You can execute a simple, effective marketing plan for your lawn maintenance business without a fancy business degree.

Hey Clippers! Dave Tucker here to demystify the world of marketing. There’s a lot of high-brow terminology out there about marketing and sales, but it doesn’t have to be complicated.

What is marketing anyway?

It’s pretty simple: Marketing is simply making your lawn maintenance customers aware of the services you’re offering.

The first step is to get to know your customer. You need to know what’s important to them since that will impact the message you craft about your services.

Let me give you an example. My own lawn maintenance company chose this tagline:

We give you your weekends back

We know mowing a lawn means:

  • A trip to the gas station to get gas
  • Another trip to get oil because it’s due for a change
  • The frustration of a mower that won’t start
  • Having to stop and start again every time there’s a branch or other nuisance in the way

If the odds are not in your favor, it can take hours to get the job done.

So we offered an alternative: Pay us $20 to mow your lawn and get all that time back to take your kids to the park, pay a visit to your folks, or play a round of golf with a friend

You get the idea…

Know your customer

It’s important to note what our message did not include. We didn’t promise the best lawn on the block or to make your neighbors jealous of your pristine yard. That wasn’t the value we delivered.

Our customers prioritized their time, not a pristine lawn, so that’s what we offered in exchange for doing business with us.

This is called a Unique Selling Proposition (or value proposition, depending on who you ask). Think of it as something you develop over time. There’s a lot of room for creativity here.

Maybe you have a trailer and a riding lawn mower and focus on customers with huge properties. Maybe you’re the local go-to expert on environmentally friendly lawn care for eco-conscious customers. Once you know what makes your lawn maintenance business special, you can think of that as your superpower and emphasize it with your marketing.

Make your lawn maintenance business unforgettable.

Think about a big-name company like Amazon. Anytime you see a truck, a delivery van, or even just a package from Amazon, you recognize it immediately. Why? Because of their branding. Amazon uses the same brand colors, fonts, and logos so you’ll always know it when you see it.

You need to think about your lawn maintenance business the same way. If your trucks, flyers, t-shirts, and website don’t match up, no one will remember who you are.

Thankfully, there’s a lot of room for fun and creativity in the beautiful business. I know of one guy who wanted to differentiate from his competitors and decided to go for broke: He made everything hot pink. He designed a hot pink logo, gave his team pink overalls and hats, and even painted his trucks pink. Everyone in his town knew about the “pink” guys, and no one ever forgot him.
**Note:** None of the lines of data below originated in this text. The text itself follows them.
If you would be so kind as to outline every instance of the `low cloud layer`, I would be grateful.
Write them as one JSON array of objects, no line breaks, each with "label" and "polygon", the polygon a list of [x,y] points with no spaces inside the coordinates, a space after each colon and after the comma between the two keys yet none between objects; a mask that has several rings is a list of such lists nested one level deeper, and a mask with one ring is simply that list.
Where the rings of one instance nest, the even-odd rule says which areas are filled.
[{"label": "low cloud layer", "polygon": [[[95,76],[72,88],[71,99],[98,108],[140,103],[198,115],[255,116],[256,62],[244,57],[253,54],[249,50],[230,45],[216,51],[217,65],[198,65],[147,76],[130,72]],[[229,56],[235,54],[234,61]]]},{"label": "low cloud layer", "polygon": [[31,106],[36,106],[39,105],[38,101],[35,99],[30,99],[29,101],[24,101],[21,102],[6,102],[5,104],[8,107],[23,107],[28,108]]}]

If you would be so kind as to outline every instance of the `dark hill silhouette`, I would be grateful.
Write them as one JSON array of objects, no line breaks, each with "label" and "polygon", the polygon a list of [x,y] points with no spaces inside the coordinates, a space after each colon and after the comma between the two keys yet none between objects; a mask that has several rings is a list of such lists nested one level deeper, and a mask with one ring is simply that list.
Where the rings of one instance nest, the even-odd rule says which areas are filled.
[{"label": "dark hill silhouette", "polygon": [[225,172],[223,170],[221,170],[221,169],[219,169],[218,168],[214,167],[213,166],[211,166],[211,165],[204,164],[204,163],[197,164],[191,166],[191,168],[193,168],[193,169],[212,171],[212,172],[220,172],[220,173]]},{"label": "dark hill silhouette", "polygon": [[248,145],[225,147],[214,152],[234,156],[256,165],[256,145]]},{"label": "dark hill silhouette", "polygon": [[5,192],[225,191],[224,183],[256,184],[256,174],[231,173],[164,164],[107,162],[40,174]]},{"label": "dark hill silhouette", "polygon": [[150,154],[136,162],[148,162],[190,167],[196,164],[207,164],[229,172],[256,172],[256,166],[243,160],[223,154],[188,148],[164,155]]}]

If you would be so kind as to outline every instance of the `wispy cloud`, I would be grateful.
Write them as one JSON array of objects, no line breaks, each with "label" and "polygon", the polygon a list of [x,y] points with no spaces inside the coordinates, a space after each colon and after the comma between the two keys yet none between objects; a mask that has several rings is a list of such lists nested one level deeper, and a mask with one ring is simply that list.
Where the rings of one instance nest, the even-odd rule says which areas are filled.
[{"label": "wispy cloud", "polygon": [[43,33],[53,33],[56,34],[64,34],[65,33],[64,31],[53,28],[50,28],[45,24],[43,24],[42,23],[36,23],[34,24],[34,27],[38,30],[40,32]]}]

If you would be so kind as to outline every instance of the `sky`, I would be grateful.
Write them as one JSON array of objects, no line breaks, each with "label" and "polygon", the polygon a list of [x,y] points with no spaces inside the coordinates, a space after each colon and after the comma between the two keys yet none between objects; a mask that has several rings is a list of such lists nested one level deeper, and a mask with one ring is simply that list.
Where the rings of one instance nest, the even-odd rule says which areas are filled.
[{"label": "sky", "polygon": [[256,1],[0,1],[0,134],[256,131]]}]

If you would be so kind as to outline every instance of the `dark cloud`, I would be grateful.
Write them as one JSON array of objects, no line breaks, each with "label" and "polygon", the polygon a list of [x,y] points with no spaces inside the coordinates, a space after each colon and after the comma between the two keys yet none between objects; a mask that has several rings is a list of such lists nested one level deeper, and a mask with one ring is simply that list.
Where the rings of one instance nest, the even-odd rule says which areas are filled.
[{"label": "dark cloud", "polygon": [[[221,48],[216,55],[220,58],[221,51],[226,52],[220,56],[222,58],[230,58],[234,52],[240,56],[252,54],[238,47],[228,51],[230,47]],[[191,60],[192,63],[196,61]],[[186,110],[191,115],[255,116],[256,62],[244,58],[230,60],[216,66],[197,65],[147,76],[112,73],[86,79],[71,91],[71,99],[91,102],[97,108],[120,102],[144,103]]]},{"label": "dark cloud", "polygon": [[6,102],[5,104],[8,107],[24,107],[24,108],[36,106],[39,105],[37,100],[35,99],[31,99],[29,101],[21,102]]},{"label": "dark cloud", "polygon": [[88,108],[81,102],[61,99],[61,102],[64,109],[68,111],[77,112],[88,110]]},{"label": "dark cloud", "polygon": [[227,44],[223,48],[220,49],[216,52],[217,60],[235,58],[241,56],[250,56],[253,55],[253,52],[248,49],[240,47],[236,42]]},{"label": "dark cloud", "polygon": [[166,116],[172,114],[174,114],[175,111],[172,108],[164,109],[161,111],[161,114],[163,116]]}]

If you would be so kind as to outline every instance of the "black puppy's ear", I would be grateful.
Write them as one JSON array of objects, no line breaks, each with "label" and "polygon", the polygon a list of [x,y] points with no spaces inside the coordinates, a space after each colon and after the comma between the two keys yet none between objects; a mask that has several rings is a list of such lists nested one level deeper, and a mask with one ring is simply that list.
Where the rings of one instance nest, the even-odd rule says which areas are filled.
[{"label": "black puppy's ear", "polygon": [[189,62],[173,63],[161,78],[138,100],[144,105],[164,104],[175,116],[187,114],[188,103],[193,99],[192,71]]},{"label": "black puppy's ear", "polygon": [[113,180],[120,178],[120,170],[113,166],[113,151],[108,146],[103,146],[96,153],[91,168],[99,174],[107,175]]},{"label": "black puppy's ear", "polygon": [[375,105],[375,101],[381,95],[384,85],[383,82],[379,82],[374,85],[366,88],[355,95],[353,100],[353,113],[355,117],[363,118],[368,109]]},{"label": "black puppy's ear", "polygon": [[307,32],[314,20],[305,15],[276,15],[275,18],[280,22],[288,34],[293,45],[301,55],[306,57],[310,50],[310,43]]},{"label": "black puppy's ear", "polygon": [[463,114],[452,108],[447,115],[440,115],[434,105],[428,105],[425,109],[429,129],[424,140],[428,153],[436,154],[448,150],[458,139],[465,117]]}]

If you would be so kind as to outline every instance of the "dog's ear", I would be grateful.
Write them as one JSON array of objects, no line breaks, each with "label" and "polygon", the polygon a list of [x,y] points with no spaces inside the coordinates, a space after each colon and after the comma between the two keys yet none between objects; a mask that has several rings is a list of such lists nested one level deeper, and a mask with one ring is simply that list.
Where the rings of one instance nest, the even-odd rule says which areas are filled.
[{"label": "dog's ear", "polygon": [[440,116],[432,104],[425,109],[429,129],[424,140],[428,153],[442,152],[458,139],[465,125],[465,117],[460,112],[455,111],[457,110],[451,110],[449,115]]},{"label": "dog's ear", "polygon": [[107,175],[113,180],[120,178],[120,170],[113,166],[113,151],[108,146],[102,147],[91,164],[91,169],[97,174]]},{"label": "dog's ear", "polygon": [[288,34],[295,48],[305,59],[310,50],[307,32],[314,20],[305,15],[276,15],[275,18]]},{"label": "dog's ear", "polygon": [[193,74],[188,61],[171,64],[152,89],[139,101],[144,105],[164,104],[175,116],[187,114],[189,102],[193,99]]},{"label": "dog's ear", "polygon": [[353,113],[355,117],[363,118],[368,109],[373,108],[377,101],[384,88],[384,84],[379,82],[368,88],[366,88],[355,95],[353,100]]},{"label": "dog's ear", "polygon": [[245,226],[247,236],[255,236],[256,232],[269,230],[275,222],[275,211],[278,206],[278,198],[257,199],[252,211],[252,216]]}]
Make sure you’ve got a cohesive “look” for all your materials. You want your customers to know who you are.

Lawn maintenance marketing strategies that work.

I’m going to give away some of my best advice for free here, Clippers. My go-to strategy is a special offer: $20 for the first cut.

Customers like this because they know the price upfront and there’s no long-term commitment. It’s great for you because you can check out the property and see if they’re the kind of customer you want.

You’ll know exactly how long it takes to mow the lawn, which makes it much easier to provide an estimate later on. (We’ll talk about estimates next time.)

Here are my two favorite inexpensive ways to spread the word about this offer:

  1. Door hangers. Because you circulate door hangers yourself, you can pick the exact geographic range you want. Travel time is costly in the beautiful business, keep your marketing focused on the parts of town where you want to work.
  2. Postcards. This is a great strategy in neighborhoods that prohibit “soliciting” or placing anything on the doors. For the price of a postcard stamp, which is much cheaper than a first-class stamp, you can reach your customers through the mailbox instead. Your local post office can help you coordinate delivery to a particular neighborhood. This can help you beat the competition too. I’ve heard customers say that they picked us because we followed the “no soliciting” rules, unlike our competitors, who put flyers on doors anyway.

Marketing your lawn maintenance business doesn’t have to be rocket surgery. With a few thoughtful strategies and a can-do attitude, you can reach the right customers and start making money right away.